Ghana Cocoa Board Says 2013-14 Output to Beat Target on Weather

Cocoa output in Ghana, the world’s biggest producer after Ivory Coast, will exceed this season’s target due to “good” weather and an increase in plantings, according to the country’s industry regulator.

Farmers in the West African nation will probably gather 850,000 metric tons of the beans used to make chocolate in the 2013-14 season started Oct. 1, according to Noah Amenyah, a spokesman for the Ghana Cocoa Board. The target was 830,000 tons, Stephen Opuni, chief executive officer of the regulator know as Cocobod, said at a press conference today.

“The weather has so far been good and other new farms have come on board, we have some good cocoa coming from the Volta region,” Amenyah said in an interview after the press conference in Accra. “We can cross 850,000 tons this season.”

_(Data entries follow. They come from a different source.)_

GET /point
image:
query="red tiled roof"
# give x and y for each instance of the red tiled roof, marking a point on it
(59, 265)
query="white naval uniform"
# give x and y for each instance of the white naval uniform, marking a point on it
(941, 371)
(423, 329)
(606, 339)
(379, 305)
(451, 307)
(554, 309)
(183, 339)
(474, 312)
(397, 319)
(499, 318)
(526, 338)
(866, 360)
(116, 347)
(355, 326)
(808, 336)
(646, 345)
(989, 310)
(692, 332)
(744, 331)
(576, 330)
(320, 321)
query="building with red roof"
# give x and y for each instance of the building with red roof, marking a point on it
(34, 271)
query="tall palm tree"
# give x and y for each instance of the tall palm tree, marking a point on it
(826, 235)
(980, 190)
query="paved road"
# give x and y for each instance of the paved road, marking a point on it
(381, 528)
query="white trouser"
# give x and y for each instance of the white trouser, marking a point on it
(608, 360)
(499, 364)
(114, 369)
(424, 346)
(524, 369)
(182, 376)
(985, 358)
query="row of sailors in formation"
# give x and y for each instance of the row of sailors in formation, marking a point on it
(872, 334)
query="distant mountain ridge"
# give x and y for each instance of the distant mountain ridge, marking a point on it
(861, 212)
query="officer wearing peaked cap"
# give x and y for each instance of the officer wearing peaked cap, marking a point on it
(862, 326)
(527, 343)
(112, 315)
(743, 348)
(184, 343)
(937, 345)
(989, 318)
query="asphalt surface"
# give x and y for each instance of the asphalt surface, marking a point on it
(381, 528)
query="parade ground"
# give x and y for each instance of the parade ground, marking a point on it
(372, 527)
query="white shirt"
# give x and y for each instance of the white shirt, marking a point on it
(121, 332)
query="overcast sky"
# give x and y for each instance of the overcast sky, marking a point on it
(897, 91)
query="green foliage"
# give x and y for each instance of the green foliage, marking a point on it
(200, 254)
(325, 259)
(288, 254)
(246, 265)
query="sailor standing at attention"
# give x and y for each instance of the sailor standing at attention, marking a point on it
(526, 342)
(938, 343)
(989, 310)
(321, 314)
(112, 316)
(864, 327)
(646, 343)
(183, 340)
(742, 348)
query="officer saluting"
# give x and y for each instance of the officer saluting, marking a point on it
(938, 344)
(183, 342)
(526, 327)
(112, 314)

Cocoa rose 0.2 percent in London this year and fell 0.3 percent in New York as traders weigh rising deliveries in West Africa, accounting for about 70 percent of global supplies, and increasing consumption. “Strong” cocoa arrivals in the region are cutting shortages, Barry Callebaut AG, the world’s biggest processor and largest maker of bulk chocolate, said in an earnings statement on Jan. 15.

Bean deliveries in Ivory Coast were an estimated 33 percent higher from the start of the season on Oct. 1 through Jan. 12 compared to a year earlier, according to KnowledgeCharts, a unit of Commodities Risk Analysis. That was the highest since at least 2004-05. Purchases in Ghana were 22 percent higher as of Jan. 2, the most since 2010-11, data from the researcher in Bethlehem, Pennsylvania, showed.

Same Size

Ghana’s crop “is probably the same size and shape as last year’s,” Kona Haque, an analyst at Macquarie Group Ltd. in London, said by phone. “Purchases, which are running ahead, could be over-declared and it’s likely that they will start to slow down.”

Cocobod will probably have a new estimate of the crop “within weeks,” Amenyah said. Regulatory officials are still in the field gathering data to make an estimate, he said.

Ghana is investigating smuggling of cocoa into Ivory Coast, Cocobod’s Opuni said. As many as 40,000 tons of beans went from Ghana into Ivory Coast since November, Accra-based radio station Citi FM reported on Jan. 14, without saying where it got the information. A sliding local currency means the price paid to Ivorian farmers is now higher. The cedi slid 20 percent last year, the third-worst performing African currency in a basket of 22 tracked by Bloomberg.

“The national security anti-smuggling taskforce will start patrolling the boarders to ensure that any form of cocoa smuggling is stopped,” Opuni said.

While Ghana pays a fixed price to farmers of 3,392 cedis ($1,407) a ton, Ivorian farmers receive a minimum price of 750 CFA francs a kilogram ($1,540 a ton).